Word Embeddings Trained on Published Case Reports Are Lightweight, Effective for Clinical Tasks, and Free of Protected Health Information

Zachary Flamholz, Andrew Crane-Droesch, Lyle Ungar, Gary Weissman

January 0001

Abstract

Objective: Quantify tradeoffs in performance, reproducibility, and resource demands across several strategies for developing clinically relevant word embeddings. Materials and methods: We trained separate embeddings on all full-text manuscripts in the Pubmed Central (PMC) Open Access subset, case reports therein, the English Wikipedia corpus, the Medical Information Mart for Intensive Care (MIMIC) III dataset, and all notes in the University of Pennsylvania Health System (UPHS) electronic health record.

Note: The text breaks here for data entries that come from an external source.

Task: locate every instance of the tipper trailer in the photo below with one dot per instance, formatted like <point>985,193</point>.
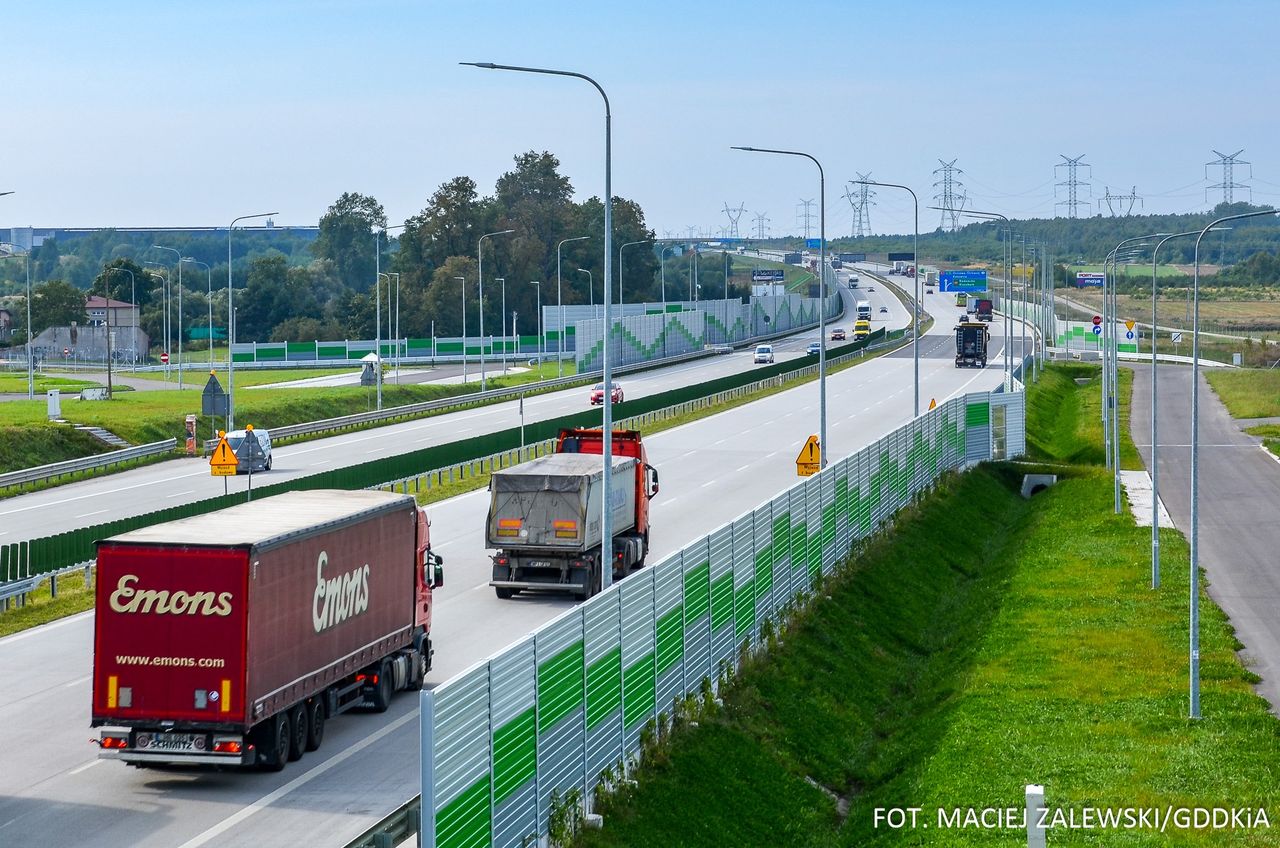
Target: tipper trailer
<point>231,638</point>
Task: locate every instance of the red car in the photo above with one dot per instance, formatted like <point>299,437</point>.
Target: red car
<point>598,393</point>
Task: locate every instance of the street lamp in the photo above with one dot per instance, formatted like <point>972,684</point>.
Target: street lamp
<point>178,254</point>
<point>209,274</point>
<point>464,281</point>
<point>822,292</point>
<point>484,382</point>
<point>560,305</point>
<point>231,323</point>
<point>538,286</point>
<point>1194,568</point>
<point>607,420</point>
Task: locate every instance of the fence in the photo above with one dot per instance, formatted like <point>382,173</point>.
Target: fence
<point>567,705</point>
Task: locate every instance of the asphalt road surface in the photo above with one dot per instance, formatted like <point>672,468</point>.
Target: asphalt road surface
<point>55,792</point>
<point>1239,493</point>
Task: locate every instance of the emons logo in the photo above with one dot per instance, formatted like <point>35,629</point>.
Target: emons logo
<point>128,598</point>
<point>339,597</point>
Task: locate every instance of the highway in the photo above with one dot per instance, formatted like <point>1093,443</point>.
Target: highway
<point>712,470</point>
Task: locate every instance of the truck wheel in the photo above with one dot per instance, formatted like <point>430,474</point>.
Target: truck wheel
<point>315,724</point>
<point>297,733</point>
<point>273,743</point>
<point>382,697</point>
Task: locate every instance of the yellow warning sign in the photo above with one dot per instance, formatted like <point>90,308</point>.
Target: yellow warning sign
<point>809,460</point>
<point>223,461</point>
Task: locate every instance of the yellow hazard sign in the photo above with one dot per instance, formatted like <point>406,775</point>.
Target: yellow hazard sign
<point>223,463</point>
<point>809,460</point>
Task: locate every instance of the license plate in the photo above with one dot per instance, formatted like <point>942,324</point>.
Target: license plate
<point>170,742</point>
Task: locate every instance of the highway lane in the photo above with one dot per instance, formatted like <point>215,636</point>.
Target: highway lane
<point>182,481</point>
<point>712,470</point>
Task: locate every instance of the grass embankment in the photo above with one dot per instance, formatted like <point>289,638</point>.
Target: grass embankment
<point>986,643</point>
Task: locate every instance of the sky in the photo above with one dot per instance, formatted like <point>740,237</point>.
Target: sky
<point>188,114</point>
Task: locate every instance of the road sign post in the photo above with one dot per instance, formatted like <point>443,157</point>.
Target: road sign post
<point>809,460</point>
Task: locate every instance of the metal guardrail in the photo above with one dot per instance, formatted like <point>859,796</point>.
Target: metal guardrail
<point>86,464</point>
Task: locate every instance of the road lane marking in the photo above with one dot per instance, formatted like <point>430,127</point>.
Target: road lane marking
<point>268,799</point>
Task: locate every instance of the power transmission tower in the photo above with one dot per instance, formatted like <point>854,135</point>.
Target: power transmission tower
<point>805,215</point>
<point>1073,183</point>
<point>1112,201</point>
<point>951,199</point>
<point>734,214</point>
<point>760,226</point>
<point>862,204</point>
<point>1228,163</point>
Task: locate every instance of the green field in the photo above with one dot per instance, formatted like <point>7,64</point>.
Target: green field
<point>988,642</point>
<point>1247,392</point>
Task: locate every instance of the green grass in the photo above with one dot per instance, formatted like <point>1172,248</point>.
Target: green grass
<point>73,597</point>
<point>1247,392</point>
<point>986,643</point>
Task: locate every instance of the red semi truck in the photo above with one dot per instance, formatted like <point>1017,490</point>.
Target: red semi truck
<point>229,638</point>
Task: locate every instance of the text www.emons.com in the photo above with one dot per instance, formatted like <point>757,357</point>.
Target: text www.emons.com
<point>187,662</point>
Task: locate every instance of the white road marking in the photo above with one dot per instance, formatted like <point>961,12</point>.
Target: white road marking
<point>268,799</point>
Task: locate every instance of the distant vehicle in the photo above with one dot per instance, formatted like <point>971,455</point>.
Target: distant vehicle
<point>263,463</point>
<point>598,393</point>
<point>972,340</point>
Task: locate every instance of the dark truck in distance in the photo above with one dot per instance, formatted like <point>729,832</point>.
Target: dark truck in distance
<point>544,515</point>
<point>231,638</point>
<point>972,340</point>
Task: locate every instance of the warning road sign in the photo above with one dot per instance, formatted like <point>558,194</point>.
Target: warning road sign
<point>809,460</point>
<point>223,463</point>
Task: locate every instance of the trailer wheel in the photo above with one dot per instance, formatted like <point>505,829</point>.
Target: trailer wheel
<point>315,723</point>
<point>273,742</point>
<point>383,691</point>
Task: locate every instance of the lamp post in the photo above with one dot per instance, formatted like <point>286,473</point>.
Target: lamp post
<point>1194,565</point>
<point>231,322</point>
<point>1009,278</point>
<point>484,382</point>
<point>560,305</point>
<point>178,254</point>
<point>464,281</point>
<point>607,423</point>
<point>915,285</point>
<point>209,274</point>
<point>822,292</point>
<point>538,286</point>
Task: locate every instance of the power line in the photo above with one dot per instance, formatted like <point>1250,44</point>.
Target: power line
<point>1228,164</point>
<point>807,215</point>
<point>951,199</point>
<point>1073,183</point>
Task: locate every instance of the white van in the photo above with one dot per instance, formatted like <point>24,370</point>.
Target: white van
<point>264,442</point>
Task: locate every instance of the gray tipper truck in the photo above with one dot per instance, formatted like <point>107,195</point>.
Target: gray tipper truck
<point>544,520</point>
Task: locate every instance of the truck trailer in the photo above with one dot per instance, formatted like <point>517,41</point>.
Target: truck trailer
<point>544,515</point>
<point>231,638</point>
<point>972,340</point>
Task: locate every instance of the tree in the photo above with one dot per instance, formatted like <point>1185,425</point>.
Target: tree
<point>347,238</point>
<point>56,304</point>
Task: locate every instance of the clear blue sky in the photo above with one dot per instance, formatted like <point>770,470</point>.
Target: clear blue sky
<point>146,113</point>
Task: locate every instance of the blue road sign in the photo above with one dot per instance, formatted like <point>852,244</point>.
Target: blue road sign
<point>963,281</point>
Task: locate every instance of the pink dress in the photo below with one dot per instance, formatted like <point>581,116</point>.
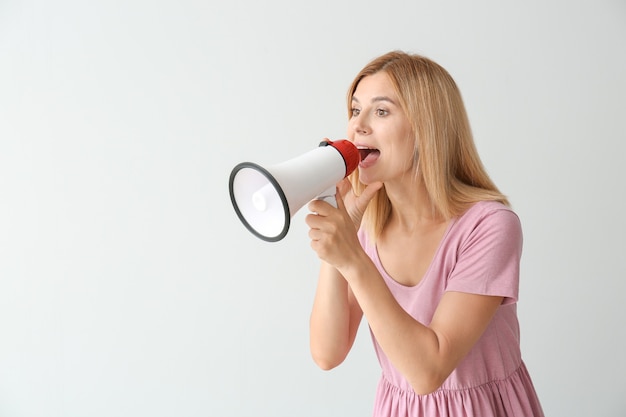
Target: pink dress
<point>479,253</point>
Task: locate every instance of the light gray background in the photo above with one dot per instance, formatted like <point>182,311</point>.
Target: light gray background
<point>128,287</point>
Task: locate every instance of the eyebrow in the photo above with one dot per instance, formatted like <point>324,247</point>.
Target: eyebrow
<point>376,99</point>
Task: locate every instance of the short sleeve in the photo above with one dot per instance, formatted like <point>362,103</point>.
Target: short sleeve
<point>488,260</point>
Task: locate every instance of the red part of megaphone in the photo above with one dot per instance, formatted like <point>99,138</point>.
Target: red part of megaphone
<point>265,199</point>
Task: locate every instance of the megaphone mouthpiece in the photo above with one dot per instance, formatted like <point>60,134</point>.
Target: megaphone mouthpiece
<point>265,199</point>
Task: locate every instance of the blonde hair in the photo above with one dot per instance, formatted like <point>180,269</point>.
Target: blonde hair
<point>445,155</point>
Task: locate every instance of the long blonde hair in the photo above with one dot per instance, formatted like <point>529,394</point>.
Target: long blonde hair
<point>445,155</point>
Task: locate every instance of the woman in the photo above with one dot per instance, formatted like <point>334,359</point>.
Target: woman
<point>426,247</point>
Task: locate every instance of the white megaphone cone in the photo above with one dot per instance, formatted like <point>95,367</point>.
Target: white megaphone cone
<point>265,199</point>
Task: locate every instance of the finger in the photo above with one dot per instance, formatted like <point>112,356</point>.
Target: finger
<point>320,207</point>
<point>344,186</point>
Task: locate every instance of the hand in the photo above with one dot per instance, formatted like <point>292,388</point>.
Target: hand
<point>333,230</point>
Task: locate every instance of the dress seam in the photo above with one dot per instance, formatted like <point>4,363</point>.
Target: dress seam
<point>444,390</point>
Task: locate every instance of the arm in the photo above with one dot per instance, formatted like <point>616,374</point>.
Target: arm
<point>425,355</point>
<point>336,314</point>
<point>334,320</point>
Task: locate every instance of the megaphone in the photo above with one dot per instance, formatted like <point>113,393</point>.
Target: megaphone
<point>265,199</point>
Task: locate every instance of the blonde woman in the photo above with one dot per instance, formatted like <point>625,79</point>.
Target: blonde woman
<point>424,245</point>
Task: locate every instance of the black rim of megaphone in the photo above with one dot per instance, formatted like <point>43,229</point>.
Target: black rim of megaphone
<point>278,188</point>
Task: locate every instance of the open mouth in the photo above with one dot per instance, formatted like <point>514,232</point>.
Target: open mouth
<point>368,156</point>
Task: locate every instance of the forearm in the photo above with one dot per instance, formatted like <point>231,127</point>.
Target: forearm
<point>414,349</point>
<point>334,319</point>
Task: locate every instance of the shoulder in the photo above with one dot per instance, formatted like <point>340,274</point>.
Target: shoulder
<point>490,212</point>
<point>488,221</point>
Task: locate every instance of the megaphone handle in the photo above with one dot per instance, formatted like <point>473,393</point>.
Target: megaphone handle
<point>329,196</point>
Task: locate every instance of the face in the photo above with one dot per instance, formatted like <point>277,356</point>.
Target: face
<point>381,131</point>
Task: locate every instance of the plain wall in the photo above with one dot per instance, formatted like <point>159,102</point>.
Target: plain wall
<point>128,287</point>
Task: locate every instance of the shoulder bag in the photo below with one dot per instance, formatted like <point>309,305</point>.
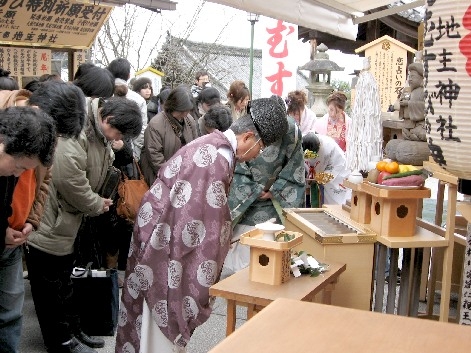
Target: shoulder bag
<point>130,193</point>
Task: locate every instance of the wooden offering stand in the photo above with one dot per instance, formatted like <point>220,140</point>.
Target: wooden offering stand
<point>393,211</point>
<point>360,204</point>
<point>270,260</point>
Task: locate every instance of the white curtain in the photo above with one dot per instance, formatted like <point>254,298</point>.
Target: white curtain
<point>300,12</point>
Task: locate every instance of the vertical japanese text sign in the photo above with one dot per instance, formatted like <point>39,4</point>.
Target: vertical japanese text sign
<point>25,61</point>
<point>278,59</point>
<point>447,75</point>
<point>447,84</point>
<point>388,58</point>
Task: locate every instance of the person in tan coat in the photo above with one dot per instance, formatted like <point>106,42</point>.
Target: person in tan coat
<point>167,132</point>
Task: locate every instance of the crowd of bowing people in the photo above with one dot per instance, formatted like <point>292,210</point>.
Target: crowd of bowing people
<point>258,145</point>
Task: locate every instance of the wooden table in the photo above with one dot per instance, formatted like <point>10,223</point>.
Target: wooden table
<point>295,326</point>
<point>238,289</point>
<point>357,251</point>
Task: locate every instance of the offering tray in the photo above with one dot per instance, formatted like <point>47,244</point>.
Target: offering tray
<point>328,225</point>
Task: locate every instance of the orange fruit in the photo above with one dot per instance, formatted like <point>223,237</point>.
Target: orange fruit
<point>381,166</point>
<point>392,167</point>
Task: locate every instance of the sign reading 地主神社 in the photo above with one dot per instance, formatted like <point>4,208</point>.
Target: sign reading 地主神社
<point>278,60</point>
<point>50,23</point>
<point>447,89</point>
<point>25,61</point>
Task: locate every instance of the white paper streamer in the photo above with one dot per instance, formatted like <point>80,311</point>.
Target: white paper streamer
<point>365,138</point>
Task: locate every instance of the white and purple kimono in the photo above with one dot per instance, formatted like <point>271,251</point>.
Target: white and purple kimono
<point>181,238</point>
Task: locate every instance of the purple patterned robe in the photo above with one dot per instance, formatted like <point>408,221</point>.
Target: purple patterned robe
<point>181,238</point>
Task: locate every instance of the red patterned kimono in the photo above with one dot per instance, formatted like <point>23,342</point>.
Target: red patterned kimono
<point>181,238</point>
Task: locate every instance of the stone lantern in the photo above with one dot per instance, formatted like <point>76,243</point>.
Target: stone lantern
<point>319,86</point>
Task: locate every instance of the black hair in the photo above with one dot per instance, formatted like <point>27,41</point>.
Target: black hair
<point>179,100</point>
<point>94,81</point>
<point>209,95</point>
<point>200,73</point>
<point>311,142</point>
<point>32,85</point>
<point>7,83</point>
<point>28,132</point>
<point>120,68</point>
<point>123,114</point>
<point>163,95</point>
<point>218,117</point>
<point>142,82</point>
<point>65,103</point>
<point>50,77</point>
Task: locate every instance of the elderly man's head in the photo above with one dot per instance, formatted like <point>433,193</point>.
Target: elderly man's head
<point>27,139</point>
<point>265,123</point>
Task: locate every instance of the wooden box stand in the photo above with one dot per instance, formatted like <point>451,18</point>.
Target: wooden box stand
<point>360,203</point>
<point>270,261</point>
<point>394,211</point>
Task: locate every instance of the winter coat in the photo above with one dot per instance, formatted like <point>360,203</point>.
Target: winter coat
<point>42,174</point>
<point>80,168</point>
<point>161,142</point>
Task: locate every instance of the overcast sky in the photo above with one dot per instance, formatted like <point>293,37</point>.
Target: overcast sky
<point>228,26</point>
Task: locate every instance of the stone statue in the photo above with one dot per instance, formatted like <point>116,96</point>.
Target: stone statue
<point>412,148</point>
<point>412,108</point>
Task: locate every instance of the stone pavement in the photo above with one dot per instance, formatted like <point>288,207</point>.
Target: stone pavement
<point>204,338</point>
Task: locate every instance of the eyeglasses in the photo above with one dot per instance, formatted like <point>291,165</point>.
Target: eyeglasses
<point>255,144</point>
<point>261,148</point>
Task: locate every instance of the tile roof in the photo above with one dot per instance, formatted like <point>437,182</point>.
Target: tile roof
<point>226,64</point>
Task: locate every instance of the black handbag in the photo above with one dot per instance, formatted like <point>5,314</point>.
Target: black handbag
<point>110,185</point>
<point>97,299</point>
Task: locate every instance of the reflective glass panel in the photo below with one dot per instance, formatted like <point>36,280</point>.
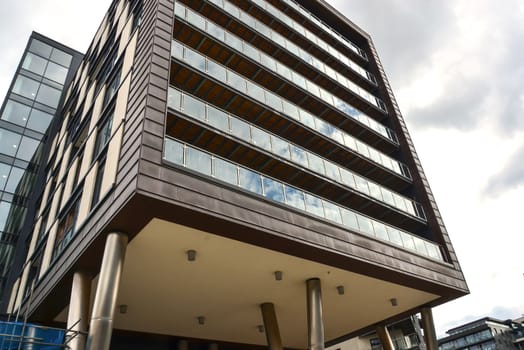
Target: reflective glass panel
<point>4,174</point>
<point>16,113</point>
<point>195,59</point>
<point>39,121</point>
<point>380,231</point>
<point>314,205</point>
<point>48,96</point>
<point>194,107</point>
<point>56,72</point>
<point>198,160</point>
<point>394,235</point>
<point>236,81</point>
<point>225,171</point>
<point>240,129</point>
<point>349,219</point>
<point>28,148</point>
<point>274,101</point>
<point>34,63</point>
<point>294,197</point>
<point>347,178</point>
<point>174,151</point>
<point>332,171</point>
<point>215,31</point>
<point>365,225</point>
<point>173,99</point>
<point>407,240</point>
<point>9,142</point>
<point>298,155</point>
<point>40,48</point>
<point>255,91</point>
<point>261,138</point>
<point>316,163</point>
<point>273,190</point>
<point>280,147</point>
<point>249,180</point>
<point>14,180</point>
<point>217,118</point>
<point>26,87</point>
<point>216,71</point>
<point>332,212</point>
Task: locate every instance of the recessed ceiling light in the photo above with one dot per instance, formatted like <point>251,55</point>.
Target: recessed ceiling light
<point>341,290</point>
<point>278,275</point>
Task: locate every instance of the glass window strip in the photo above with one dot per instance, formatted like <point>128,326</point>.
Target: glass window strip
<point>314,205</point>
<point>266,31</point>
<point>326,129</point>
<point>327,29</point>
<point>284,149</point>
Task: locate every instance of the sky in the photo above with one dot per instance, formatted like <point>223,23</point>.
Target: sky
<point>457,70</point>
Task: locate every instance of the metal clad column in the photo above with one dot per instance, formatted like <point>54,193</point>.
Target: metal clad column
<point>385,338</point>
<point>428,325</point>
<point>269,316</point>
<point>77,318</point>
<point>101,325</point>
<point>314,315</point>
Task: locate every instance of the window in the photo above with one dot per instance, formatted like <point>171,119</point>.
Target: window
<point>103,135</point>
<point>16,113</point>
<point>34,64</point>
<point>9,142</point>
<point>66,227</point>
<point>26,87</point>
<point>29,150</point>
<point>48,96</point>
<point>98,182</point>
<point>40,48</point>
<point>39,121</point>
<point>56,72</point>
<point>112,87</point>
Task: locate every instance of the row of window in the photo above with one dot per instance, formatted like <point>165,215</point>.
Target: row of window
<point>204,163</point>
<point>275,66</point>
<point>289,46</point>
<point>105,70</point>
<point>326,28</point>
<point>268,98</point>
<point>467,340</point>
<point>23,115</point>
<point>233,125</point>
<point>294,25</point>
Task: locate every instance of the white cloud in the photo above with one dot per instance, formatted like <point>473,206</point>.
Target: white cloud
<point>459,88</point>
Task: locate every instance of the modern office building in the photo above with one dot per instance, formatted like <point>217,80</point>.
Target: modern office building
<point>25,116</point>
<point>405,335</point>
<point>485,334</point>
<point>232,173</point>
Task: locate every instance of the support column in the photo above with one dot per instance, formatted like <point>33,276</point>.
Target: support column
<point>269,316</point>
<point>101,325</point>
<point>314,315</point>
<point>182,345</point>
<point>428,325</point>
<point>385,337</point>
<point>77,319</point>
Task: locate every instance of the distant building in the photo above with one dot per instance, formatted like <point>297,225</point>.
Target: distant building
<point>405,335</point>
<point>26,114</point>
<point>485,334</point>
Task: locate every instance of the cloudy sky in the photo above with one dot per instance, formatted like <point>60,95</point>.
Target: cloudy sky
<point>457,69</point>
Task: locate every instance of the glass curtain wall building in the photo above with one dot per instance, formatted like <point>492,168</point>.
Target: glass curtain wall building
<point>219,165</point>
<point>25,117</point>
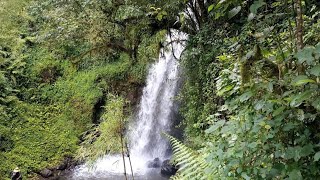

We tested embeddings in six clinically relevant tasks including mortality prediction and de-identification, and assessed performance using the scaled Brier score (SBS) and the proportion of notes successfully de-identified, respectively. Results: Embeddings from UPHS notes best predicted mortality (SBS 0.30, 95% CI 0.15 to 0.45) while Wikipedia embeddings performed worst (SBS 0.12, 95% CI −0.05 to 0.28). Wikipedia embeddings most consistently (78% of notes) and the full PMC corpus embeddings least consistently (48%) de-identified notes. Across all six tasks, the full PMC corpus demonstrated the most consistent performance, and the Wikipedia corpus the least. Corpus size ranged from 49 million tokens (PMC case reports) to 10 billion (UPHS). Discussion: Embeddings trained on published case reports performed as least as well as embeddings trained on other corpora in most tasks, and clinical corpora consistently outperformed non-clinical corpora. No single corpus produced a strictly dominant set of embeddings across all tasks and so the optimal training corpus depends on intended use. Conclusion: Embeddings trained on published case reports performed comparably on most clinical tasks to embeddings trained on larger corpora. Open access corpora allow training of clinically relevant, effective, and reproducible embeddings.

Publication

Journal of Biomedical Informatics 2022;125:103971.